GEOBIOLOGIE ET ABEILLES
Le 16 avril 2011, 23 personnes s'étaient donné rendez-vous au rucher école de Moiremont pour une expérience nouvelle en apiculture.
Un géobiologue du Jura, Monsieur Serge BUSI , s'était déplacé en Champagne pour nous parler de l'art de manier les baguettes et nous sensibiliser aux réseaux de Hartman et Curry.
La matinée nous a permis de savoir ce que pouvait nous apporter la géobiologie dans la vie de tous les jours : Positionner un lit, un fauteuil, une maison, des animaux d'élevage, des arbres dans un verger, etc...
Nous avons découvert comment au quotidien la fée électricité pouvait être méchante et même tueuse.
Les 3 heures de travail du matin nous ont paru durer 5 minutes ...
Après un bon repas style auberge espagnole (chacun avait amené un met différent), l'après-midi nous a permis de mettre en pratique l'utilisation des baguettes et bien sûr, le travail sur les abeilles du rucher. Chacun a pu vérifier le positionnement des ruches, visualiser pourquoi une colonie était morte, pourquoi sa voisine avait une hausse, pourquoi un arbre était tortillard alors que son voisin se portait à merveille, et cela uniquement parce que le positionnement était mauvais.
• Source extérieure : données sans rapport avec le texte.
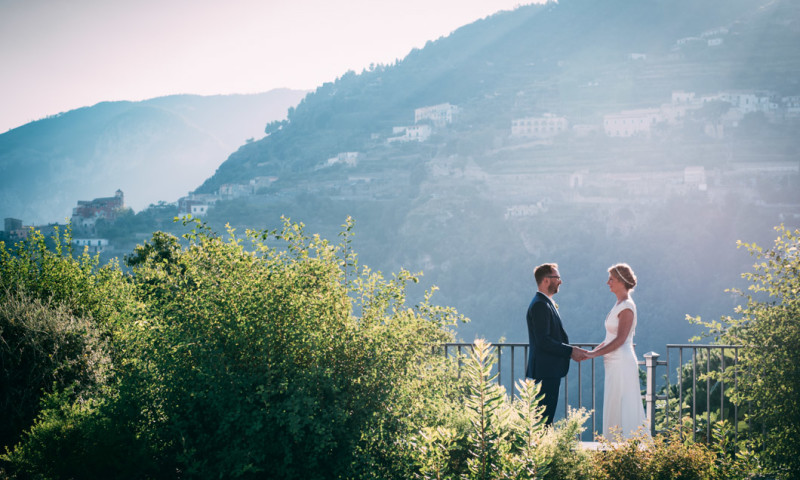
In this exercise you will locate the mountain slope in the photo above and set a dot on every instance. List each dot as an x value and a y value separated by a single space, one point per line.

A 18 heures, nous étions toujours ensemble à discuter de la manière d'utiliser nos fameuses baguettes et du ressenti de chacun. (certains d'entre nous, fort septiques le matin en arrivant ont regagné leur maison en se posant beaucoup de questions et ayant reconnu avoir découvert quelque chose de surprenant)
Depuis cette journée, la plupart des participants m'ont contacté pour me faire part de leurs expériences souvent multiples et des réactions de leurs proches.
Ce groupe composé d'apiculteurs, d'agriculteurs, de professeurs, de retraités,..... s'est bien promis de recommencer l'expérience avec beaucoup plus d'abeilles au menu. Une formation est déjà en prévision sous la houlette de Francis Etienne et moi-même.
Quelques constats :
- un essaim se pose à priori toujours sur un croisement de ligne de Hartman.
- une ruche agressive est elle aussi sur un croisement
Il suffit de la décaler de 40 cm pour lui faire abandonner son ardeur piquante.
- Des essais sont actuellement lancés.
- De bonnes ??? !!! intentions pour nos ruchers respectifs ont été prises.
- Des échanges vont déjà bon train dans le groupe.
Je pense que si on peut proposer un plus à nos avettes, pourquoi s'en passer ?
Au même titre que les aimants ou les brise-vents, cette expérience va peut-être aider nos abeilles.